Mina Khan
Mina Khan asked Maya Corrigan:

What are the most essential ingredients for a good mystery?

Maya Corrigan Mysteries have a lot of similarities to cakes. Cakes start with the same basic ingredients—flour, eggs, fat, and sugar. Different proportions and more ingredients produce variations like pound or sponge cakes, chocolate, lemon, or carrot cakes. Similarly, mysteries start with the same essential ingredients—a crime, characters affected by it, clues, and closure. Endless variations in the mystery plot derive from an emphasis on one or another of the basic elements and the added ingredients.

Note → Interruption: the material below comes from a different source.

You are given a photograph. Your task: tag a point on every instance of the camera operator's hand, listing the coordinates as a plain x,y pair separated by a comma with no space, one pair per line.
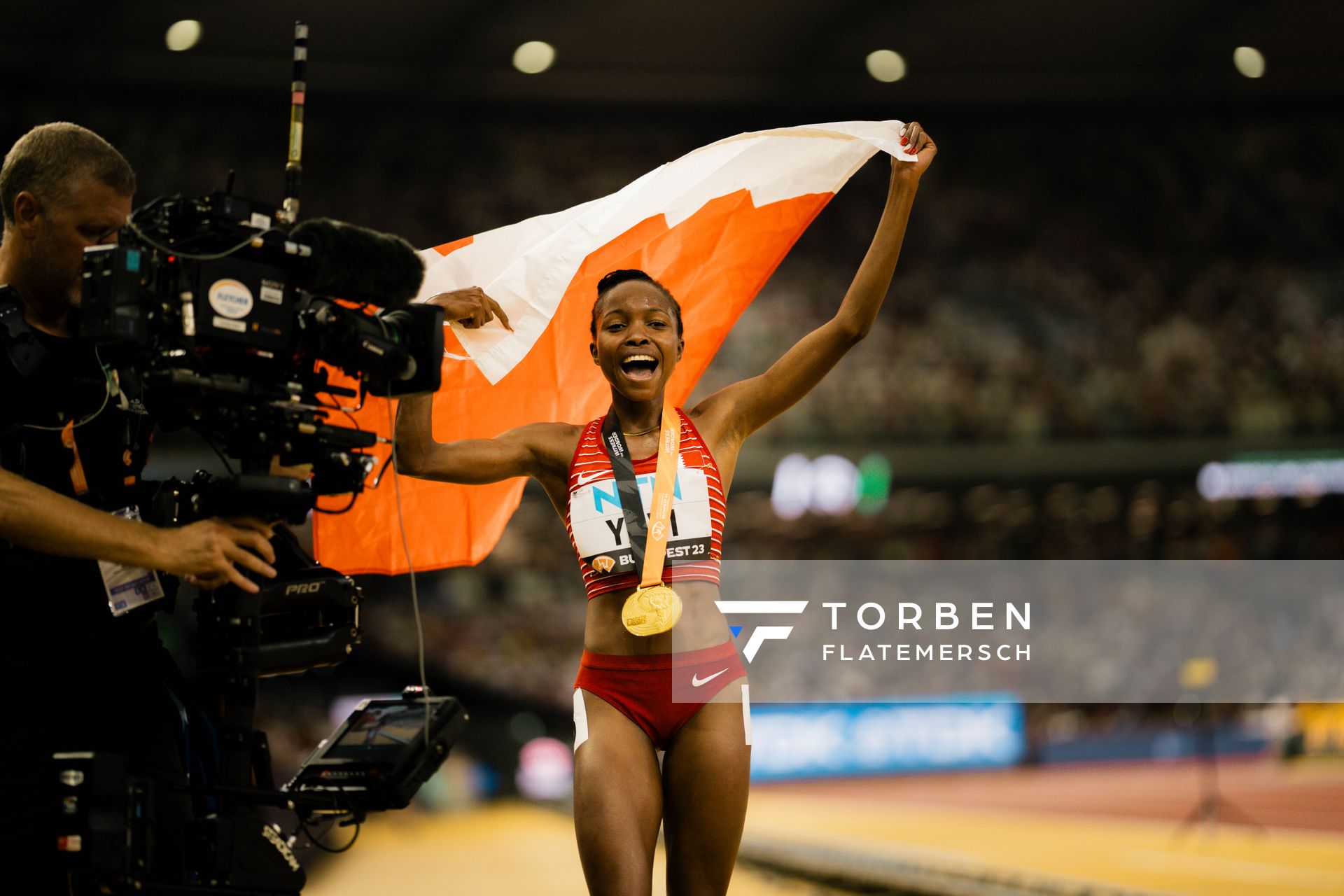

A mystery starts with questions about a crime, usually who committed it and why. A professional or an amateur detective arrives at the answers by gathering clues from physical evidence and through interactions with the characters. Because crime is a traumatic event, it changes everyone involved: the victim’s family and friends, the culprit, the suspects, and the detective. Most mysteries end with some type of closure: the crime solved, the truth revealed, and some form of justice, not always within the confines of the law.

Depending on the writer, the emphasis in a mystery can be on the puzzle element, character development, or even the social milieu in which the crime occurred. Some added ingredients that I appreciate in a mystery are humor, irony, and wit to leaven the serious subject of crime.

Thank you for asking this question, Mina.